Gao became upset at the thought and was unable to answer. But the query got Gao thinking, for the first time, about the possibility of a career in medicine.
In retrospect, she considers the question a gift.
“I knew I wanted to do everything I could to keep my family with me,” says Gao, 19, who graduates from the University of Toronto this week with a bachelor’s degree in science.
“The more I dove into the subject, the more interested I became.”
With her undergraduate degree in hand, Gao is now one step closer to her goal of becoming a clinician-scientist. She credits the pandemic with enabling her to complete her degree ahead of schedule – in just over three years. With little else to do in the summer months due to public health restrictions, she signed up for as many courses as she could.
“I wanted to maximize the use of my time,” says Gao, who is U of T’s youngest graduate this fall.
While applying to medical school is on the horizon, Gao has decided, with the time she has saved, to first enrol in the university’s master of health science in translational research program. She says she was inspired to pursue experimental science after participating in U of T’s Research Opportunities Program, which, in her third year, placed her on a project led by Hance Clarke, an associate professor in anesthesiology and pain medicine in the Temerty Faculty of Medicine.

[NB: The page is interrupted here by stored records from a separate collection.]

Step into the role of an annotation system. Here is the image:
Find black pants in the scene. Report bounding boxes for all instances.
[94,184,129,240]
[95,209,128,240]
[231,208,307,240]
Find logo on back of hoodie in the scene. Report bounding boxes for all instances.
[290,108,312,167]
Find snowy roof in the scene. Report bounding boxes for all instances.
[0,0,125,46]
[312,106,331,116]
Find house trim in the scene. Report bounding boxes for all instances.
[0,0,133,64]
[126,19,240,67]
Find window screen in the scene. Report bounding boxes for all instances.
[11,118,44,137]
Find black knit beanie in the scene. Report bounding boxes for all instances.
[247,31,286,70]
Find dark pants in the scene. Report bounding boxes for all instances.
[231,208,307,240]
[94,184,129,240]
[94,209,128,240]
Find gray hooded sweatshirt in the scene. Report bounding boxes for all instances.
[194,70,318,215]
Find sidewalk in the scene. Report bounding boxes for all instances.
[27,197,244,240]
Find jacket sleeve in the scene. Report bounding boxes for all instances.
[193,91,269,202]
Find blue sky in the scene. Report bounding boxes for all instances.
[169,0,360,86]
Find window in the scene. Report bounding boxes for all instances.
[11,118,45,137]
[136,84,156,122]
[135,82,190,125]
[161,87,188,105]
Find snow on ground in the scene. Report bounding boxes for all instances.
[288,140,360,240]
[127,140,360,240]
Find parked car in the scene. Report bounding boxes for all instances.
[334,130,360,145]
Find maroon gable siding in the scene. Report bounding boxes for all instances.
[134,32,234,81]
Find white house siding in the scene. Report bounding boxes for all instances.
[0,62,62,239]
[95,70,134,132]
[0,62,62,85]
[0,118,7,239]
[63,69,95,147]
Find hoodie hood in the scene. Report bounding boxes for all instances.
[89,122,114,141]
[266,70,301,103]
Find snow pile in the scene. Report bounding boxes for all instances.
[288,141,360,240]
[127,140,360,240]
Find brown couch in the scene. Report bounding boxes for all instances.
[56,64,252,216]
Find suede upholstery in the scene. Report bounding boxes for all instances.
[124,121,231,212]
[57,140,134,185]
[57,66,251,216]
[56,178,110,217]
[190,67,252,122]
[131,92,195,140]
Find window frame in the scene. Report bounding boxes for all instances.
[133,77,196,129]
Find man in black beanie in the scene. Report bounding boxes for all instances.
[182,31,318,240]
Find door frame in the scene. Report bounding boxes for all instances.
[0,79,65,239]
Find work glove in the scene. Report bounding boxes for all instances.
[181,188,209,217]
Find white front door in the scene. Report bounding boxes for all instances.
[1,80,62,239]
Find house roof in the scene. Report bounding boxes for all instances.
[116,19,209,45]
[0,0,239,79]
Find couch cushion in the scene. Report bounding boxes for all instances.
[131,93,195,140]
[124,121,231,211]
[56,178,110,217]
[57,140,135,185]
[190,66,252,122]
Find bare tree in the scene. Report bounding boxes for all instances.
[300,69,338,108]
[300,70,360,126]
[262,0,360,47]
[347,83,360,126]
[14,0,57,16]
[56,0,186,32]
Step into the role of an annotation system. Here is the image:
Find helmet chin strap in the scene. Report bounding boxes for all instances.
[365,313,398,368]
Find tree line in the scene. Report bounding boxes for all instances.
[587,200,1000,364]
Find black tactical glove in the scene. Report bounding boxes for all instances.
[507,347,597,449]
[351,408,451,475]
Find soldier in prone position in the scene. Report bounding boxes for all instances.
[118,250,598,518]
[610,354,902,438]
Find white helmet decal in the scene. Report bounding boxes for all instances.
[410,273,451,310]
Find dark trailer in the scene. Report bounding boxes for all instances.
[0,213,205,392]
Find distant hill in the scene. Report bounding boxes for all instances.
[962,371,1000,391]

As part of the program, Gao wrote an original research proposal, analyzed data and delivered a final report about the effect of anxiety on perceived pain in a particular patient population – all with guidance from Clarke. She says the experience demonstrated to her the immense value of clinical science: “It changes people’s lives.”

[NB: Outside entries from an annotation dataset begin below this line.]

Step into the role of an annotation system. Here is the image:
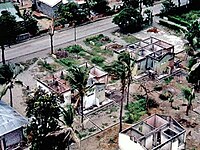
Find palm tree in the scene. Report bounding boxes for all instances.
[0,11,17,64]
[106,61,128,132]
[118,52,135,106]
[0,64,23,107]
[67,66,89,128]
[182,88,195,116]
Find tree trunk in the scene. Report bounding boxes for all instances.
[80,94,84,130]
[126,79,131,107]
[139,0,142,14]
[178,0,181,7]
[1,45,6,65]
[9,86,13,107]
[186,104,192,116]
[50,34,53,54]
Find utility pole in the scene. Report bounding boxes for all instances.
[49,19,54,54]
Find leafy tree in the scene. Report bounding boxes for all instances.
[67,66,89,128]
[26,89,60,150]
[161,0,176,15]
[112,8,143,32]
[0,11,17,64]
[58,2,87,24]
[118,52,135,106]
[0,64,23,107]
[60,105,74,127]
[184,44,195,56]
[182,88,195,116]
[105,61,128,132]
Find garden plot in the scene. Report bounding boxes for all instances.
[86,102,120,130]
[73,116,101,140]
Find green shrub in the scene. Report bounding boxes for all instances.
[91,56,105,65]
[65,45,85,54]
[59,58,76,67]
[164,76,174,84]
[85,34,111,47]
[159,20,185,31]
[154,85,162,91]
[78,51,86,57]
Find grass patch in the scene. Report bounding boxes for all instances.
[122,35,140,44]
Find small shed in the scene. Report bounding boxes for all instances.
[0,100,28,150]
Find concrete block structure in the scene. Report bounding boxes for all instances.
[0,100,28,150]
[114,37,175,78]
[118,114,186,150]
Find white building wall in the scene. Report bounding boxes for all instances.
[37,81,71,105]
[145,134,153,149]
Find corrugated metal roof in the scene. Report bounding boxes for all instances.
[0,100,28,137]
[0,2,24,22]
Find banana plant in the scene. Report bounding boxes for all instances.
[0,64,24,107]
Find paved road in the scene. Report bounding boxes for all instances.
[0,0,188,62]
[0,17,117,61]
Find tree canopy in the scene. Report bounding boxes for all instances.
[26,89,60,150]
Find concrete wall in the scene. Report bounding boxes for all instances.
[154,55,172,74]
[36,1,60,18]
[145,134,153,149]
[37,81,71,105]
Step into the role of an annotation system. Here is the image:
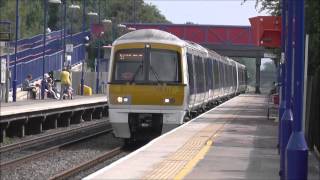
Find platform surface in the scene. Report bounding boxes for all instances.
[85,94,315,179]
[0,95,107,116]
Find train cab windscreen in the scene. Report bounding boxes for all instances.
[114,49,144,81]
[113,49,181,83]
[148,50,180,83]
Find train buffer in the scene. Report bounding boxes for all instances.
[85,94,319,180]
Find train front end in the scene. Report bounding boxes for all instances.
[108,32,186,140]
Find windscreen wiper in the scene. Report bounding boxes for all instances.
[149,66,161,83]
[130,63,143,84]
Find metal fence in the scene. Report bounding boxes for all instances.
[10,44,85,84]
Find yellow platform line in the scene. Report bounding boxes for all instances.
[174,140,213,180]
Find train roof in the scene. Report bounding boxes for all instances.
[113,29,185,46]
[112,29,244,66]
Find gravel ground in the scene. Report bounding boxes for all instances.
[0,120,110,162]
[0,134,123,180]
[68,141,149,180]
[68,152,130,180]
[0,117,109,147]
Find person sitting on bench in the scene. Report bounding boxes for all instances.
[22,74,37,99]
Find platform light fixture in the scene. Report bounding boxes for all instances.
[48,0,62,4]
[118,24,126,28]
[69,4,80,9]
[87,11,98,16]
[101,19,112,24]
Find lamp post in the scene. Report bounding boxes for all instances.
[96,0,101,94]
[69,0,80,68]
[80,0,89,95]
[280,0,293,179]
[12,0,19,102]
[41,0,61,99]
[286,0,308,180]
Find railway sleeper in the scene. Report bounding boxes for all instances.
[43,113,60,130]
[58,111,73,127]
[26,116,46,135]
[5,119,26,137]
[92,107,103,119]
[70,110,84,124]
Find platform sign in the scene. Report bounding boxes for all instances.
[66,44,73,53]
[0,21,11,41]
[263,52,277,59]
[0,58,7,84]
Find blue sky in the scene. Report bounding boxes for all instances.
[144,0,267,25]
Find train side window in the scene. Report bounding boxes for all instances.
[199,57,206,92]
[187,53,195,94]
[213,59,220,89]
[208,59,214,89]
[205,58,213,91]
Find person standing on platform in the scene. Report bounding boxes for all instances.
[22,74,37,99]
[60,68,71,100]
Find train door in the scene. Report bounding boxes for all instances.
[187,53,196,109]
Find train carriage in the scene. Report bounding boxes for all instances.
[108,29,245,140]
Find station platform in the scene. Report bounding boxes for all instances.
[85,94,319,180]
[0,95,107,116]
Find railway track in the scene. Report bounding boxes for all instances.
[49,147,123,180]
[0,121,109,153]
[0,128,112,170]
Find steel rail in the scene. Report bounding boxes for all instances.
[0,128,112,169]
[0,121,109,153]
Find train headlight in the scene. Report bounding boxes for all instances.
[116,96,131,104]
[117,97,123,103]
[163,98,174,104]
[164,98,170,103]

Gao will undertake her own year-long research project as part of her master’s degree. Right now, she’s interested in health-care systems and surgery, but she admits this could change as she learns more.

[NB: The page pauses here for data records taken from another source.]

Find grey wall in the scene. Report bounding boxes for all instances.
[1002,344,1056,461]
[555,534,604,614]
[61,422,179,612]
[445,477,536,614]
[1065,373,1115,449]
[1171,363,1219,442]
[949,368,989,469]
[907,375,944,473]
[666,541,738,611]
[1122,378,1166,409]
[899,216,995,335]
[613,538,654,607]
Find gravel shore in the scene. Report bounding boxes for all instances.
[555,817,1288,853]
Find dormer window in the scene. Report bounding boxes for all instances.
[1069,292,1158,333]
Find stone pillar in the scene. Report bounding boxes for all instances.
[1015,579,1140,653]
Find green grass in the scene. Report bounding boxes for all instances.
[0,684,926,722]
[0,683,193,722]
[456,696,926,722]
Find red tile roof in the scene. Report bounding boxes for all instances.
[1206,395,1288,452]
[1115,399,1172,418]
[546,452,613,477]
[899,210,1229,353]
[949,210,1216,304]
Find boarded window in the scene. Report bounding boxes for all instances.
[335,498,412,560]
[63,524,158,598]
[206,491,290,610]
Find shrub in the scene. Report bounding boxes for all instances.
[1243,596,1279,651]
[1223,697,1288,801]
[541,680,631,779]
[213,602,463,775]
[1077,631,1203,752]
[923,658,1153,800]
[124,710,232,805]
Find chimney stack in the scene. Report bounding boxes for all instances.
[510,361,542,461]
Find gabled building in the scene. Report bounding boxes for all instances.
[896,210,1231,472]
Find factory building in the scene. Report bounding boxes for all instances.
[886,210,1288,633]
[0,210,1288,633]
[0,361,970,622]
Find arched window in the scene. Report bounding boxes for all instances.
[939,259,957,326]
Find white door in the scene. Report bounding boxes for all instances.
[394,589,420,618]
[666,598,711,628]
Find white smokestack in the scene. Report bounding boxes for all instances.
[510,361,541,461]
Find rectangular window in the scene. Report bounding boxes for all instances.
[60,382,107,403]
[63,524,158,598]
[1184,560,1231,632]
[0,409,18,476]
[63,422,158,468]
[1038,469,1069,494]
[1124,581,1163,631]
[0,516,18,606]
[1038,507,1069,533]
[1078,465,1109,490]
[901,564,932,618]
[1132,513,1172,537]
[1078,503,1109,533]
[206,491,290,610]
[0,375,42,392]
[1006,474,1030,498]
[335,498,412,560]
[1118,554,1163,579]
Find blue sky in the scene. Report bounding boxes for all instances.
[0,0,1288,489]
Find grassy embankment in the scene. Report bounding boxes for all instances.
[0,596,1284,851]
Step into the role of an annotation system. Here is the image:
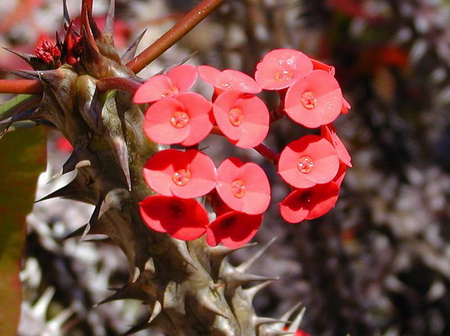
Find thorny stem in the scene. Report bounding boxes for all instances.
[127,0,223,73]
[97,77,141,94]
[0,79,44,94]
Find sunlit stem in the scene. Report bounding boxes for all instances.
[97,77,141,94]
[0,79,44,94]
[127,0,223,73]
[211,126,280,165]
[253,143,280,165]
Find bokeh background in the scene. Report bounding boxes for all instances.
[0,0,450,336]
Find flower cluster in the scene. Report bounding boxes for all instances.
[134,49,351,248]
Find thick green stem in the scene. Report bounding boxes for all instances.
[127,0,223,73]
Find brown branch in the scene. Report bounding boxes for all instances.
[127,0,223,73]
[0,79,44,94]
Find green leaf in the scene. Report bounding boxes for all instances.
[0,127,46,336]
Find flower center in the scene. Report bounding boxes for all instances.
[170,111,189,128]
[169,200,186,218]
[231,180,245,198]
[300,91,317,110]
[228,107,244,126]
[172,169,191,187]
[161,86,180,98]
[297,156,314,174]
[274,69,292,82]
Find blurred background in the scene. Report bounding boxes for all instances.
[0,0,450,336]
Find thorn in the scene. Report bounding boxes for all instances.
[148,301,162,324]
[120,29,147,64]
[236,237,276,273]
[255,317,289,327]
[61,224,88,241]
[81,5,99,53]
[132,267,141,283]
[244,280,273,302]
[288,307,306,332]
[103,0,116,36]
[63,0,71,31]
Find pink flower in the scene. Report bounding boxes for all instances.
[285,70,343,128]
[133,64,198,104]
[144,92,213,146]
[255,49,313,90]
[206,211,263,249]
[139,195,209,240]
[280,182,339,223]
[278,135,339,188]
[213,90,269,148]
[197,65,261,96]
[320,124,352,167]
[144,149,216,198]
[216,158,270,215]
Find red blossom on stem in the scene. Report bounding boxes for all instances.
[206,211,263,249]
[197,65,261,96]
[213,90,269,148]
[280,182,339,223]
[320,124,352,167]
[144,149,216,198]
[144,92,213,146]
[278,135,339,188]
[255,49,313,90]
[216,158,270,215]
[133,64,198,104]
[34,39,61,64]
[139,195,209,240]
[284,70,343,128]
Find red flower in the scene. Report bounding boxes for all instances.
[285,70,343,128]
[144,149,216,198]
[280,182,339,223]
[216,158,270,215]
[213,90,269,148]
[206,211,263,249]
[320,124,352,167]
[139,195,209,240]
[278,135,339,188]
[144,92,213,146]
[197,65,261,95]
[133,64,198,104]
[255,49,313,90]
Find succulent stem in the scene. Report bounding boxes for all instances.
[127,0,223,73]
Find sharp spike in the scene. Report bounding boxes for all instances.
[148,301,162,324]
[63,0,71,31]
[244,280,273,302]
[61,224,88,241]
[81,6,101,53]
[3,47,49,70]
[255,317,289,327]
[236,238,276,273]
[281,302,302,320]
[288,307,306,332]
[120,29,147,64]
[113,137,131,191]
[103,0,116,36]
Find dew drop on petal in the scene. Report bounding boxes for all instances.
[172,169,191,187]
[231,180,245,198]
[274,69,292,82]
[228,107,244,126]
[297,156,314,174]
[300,91,317,110]
[170,111,189,128]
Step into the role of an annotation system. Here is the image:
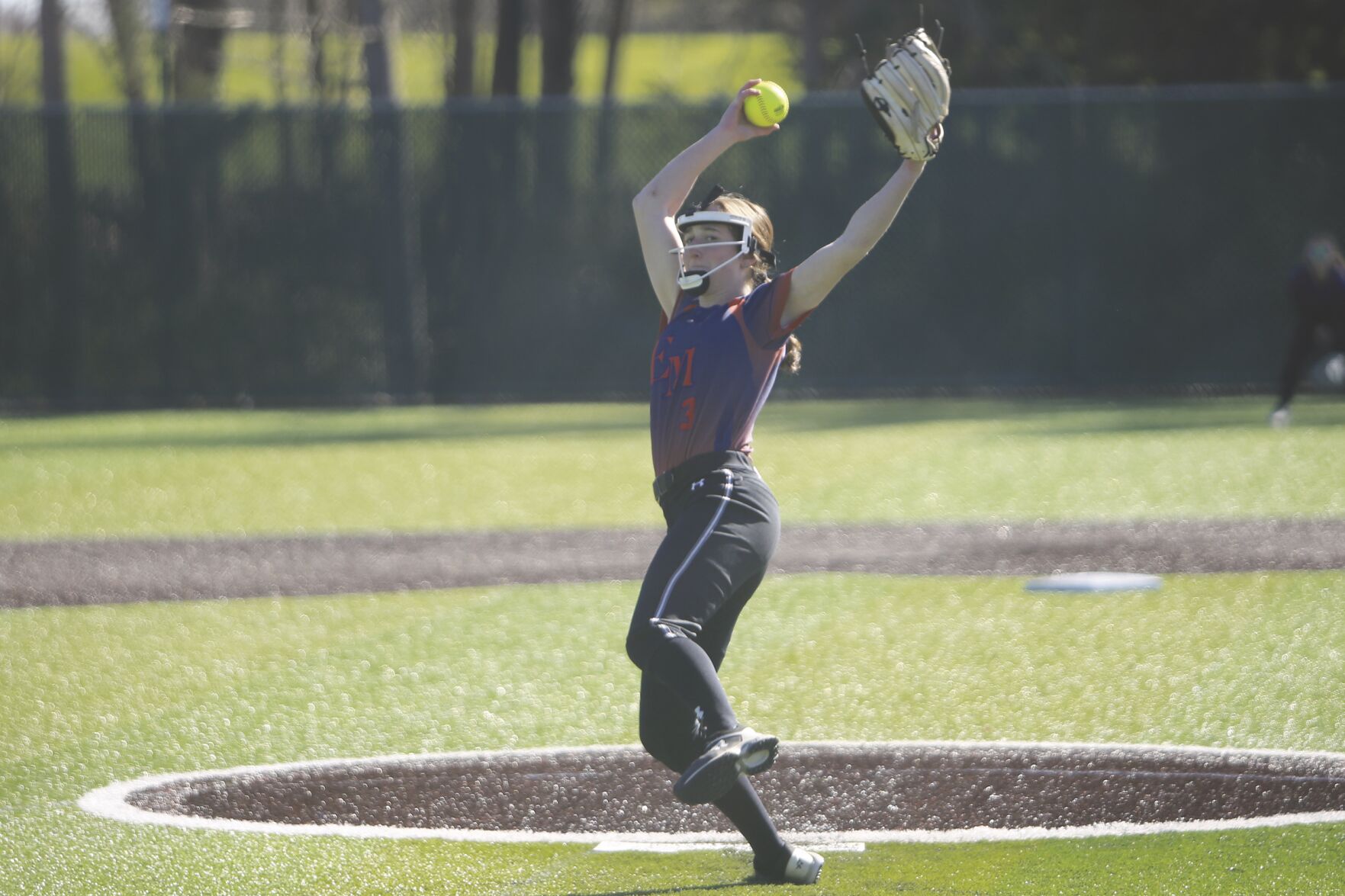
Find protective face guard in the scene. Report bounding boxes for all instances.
[668,211,756,296]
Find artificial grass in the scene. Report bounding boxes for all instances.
[0,397,1345,539]
[0,572,1345,896]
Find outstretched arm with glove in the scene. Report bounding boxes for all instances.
[780,28,950,326]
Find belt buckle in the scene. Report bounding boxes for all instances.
[654,470,673,503]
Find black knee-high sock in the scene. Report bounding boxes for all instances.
[644,627,738,734]
[714,775,788,870]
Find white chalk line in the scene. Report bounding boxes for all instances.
[78,740,1345,852]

“I’m open to a lot of different areas,” she says.
Gao adds that one of the reasons she chose U of T was its vast range of academic opportunities and her assumption – which turned out to be true – that she would be able to explore almost any idea.
“In high school, I felt there was a very visible norm that people followed,” she says. “At U of T, I got to make my own choices. That was something I really liked about being here.”
While in high school, she had also read about the university’s partnership with the University Health Network and figured U of T would be a great place to learn about medicine. “This platform – the network and the connections – was a huge attraction for me.”
She plans to apply to medical school, including the Temerty Faculty of Medicine, next year.
In the meantime, a recent memory keeps Gao motivated: During the pandemic, she trained to become a hospice volunteer – to support people as they face their own mortality, and to bring comfort to their loved ones. She also witnessed the power of research to develop vaccines and save lives. As a clinician-scientist, she hopes to be able to improve outcomes not just for individuals but, through science, for an entire population.
“I want to have an impact at both levels,” she says.